# FS: 11 x Tin Foil Barbs ~8-10" $150



## Smiladon (Apr 23, 2010)

*FS: 11 x Tin Foil Barbs ~8-10" $150 [UPDADE: Can Split Up]*

Title updade didn't work, so thread moved here: http://www.bcaquaria.com/forum/showthread.php?p=5703#post5703

sorry for inconvenience


----------



## Death's Sting (Apr 21, 2010)

Great video!


----------



## Victor (Apr 21, 2010)

wow that looks amazing when all the tinfoil barbs and swimming together.


----------



## hondas3000 (Apr 22, 2010)

The tank look so peaceful and happy, you should keep them its really look great with the setup.


----------



## Discus (Apr 23, 2010)

pmed plz condsider spliting them up


----------



## Smiladon (Apr 23, 2010)

hondas3000 said:


> The tank look so peaceful and happy, you should keep them its really look great with the setup.


I really didn't want to sell them, but as I mentioned, they got bigger and they dont fit in the 125G tank anymore, so I had to move them to 155G.

I am only going to sell them as a group, which means low chance of someone taking it from me, which is a good thing. lol

Its really hard to let them go.


----------



## Smiladon (Apr 23, 2010)

Discus said:


> pmed plz condsider spliting them up


sorry, selling as group only. look at PM for details.


----------



## Smiladon (Apr 23, 2010)

oh ya, they weigh more than a pound each.

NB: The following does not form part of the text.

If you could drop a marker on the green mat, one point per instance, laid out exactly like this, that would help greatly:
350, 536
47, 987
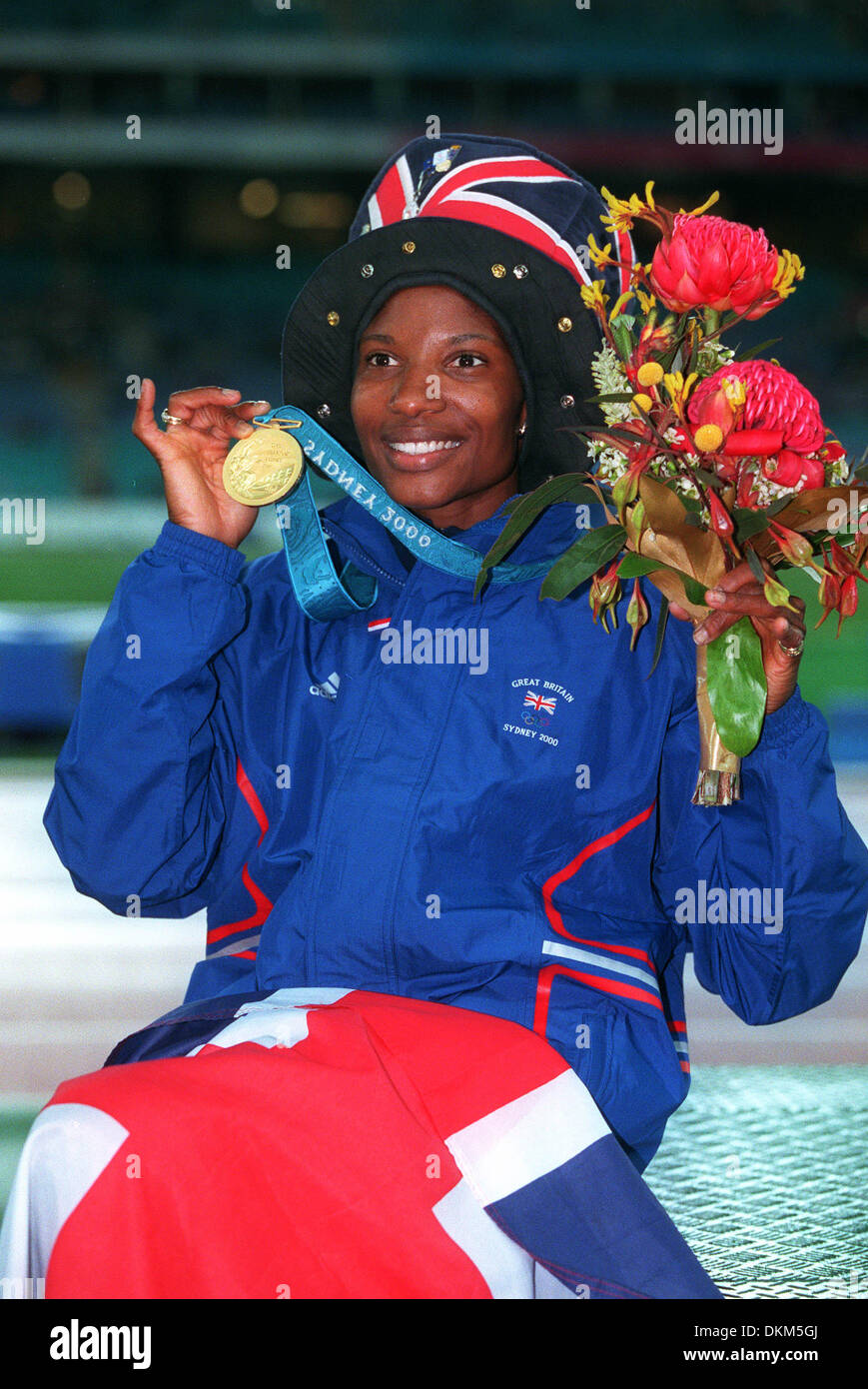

Anyone who wants to buy should bring their own big buckets. ty


----------



## Smiladon (Apr 23, 2010)

BUMPity bump


----------



## Smiladon (Apr 23, 2010)

bump bump bump


----------



## DDman (Apr 21, 2010)

Too bad, sale only in group.


----------



## Smiladon (Apr 23, 2010)

DDman said:


> Too bad, sale only in group.


I know...its a little hard for me to sell them still...I guess if no one here can house the whole group, then I will have to split them up.

If anyone wants to buy separate, PM me. If enough people are interested then I can split them up


----------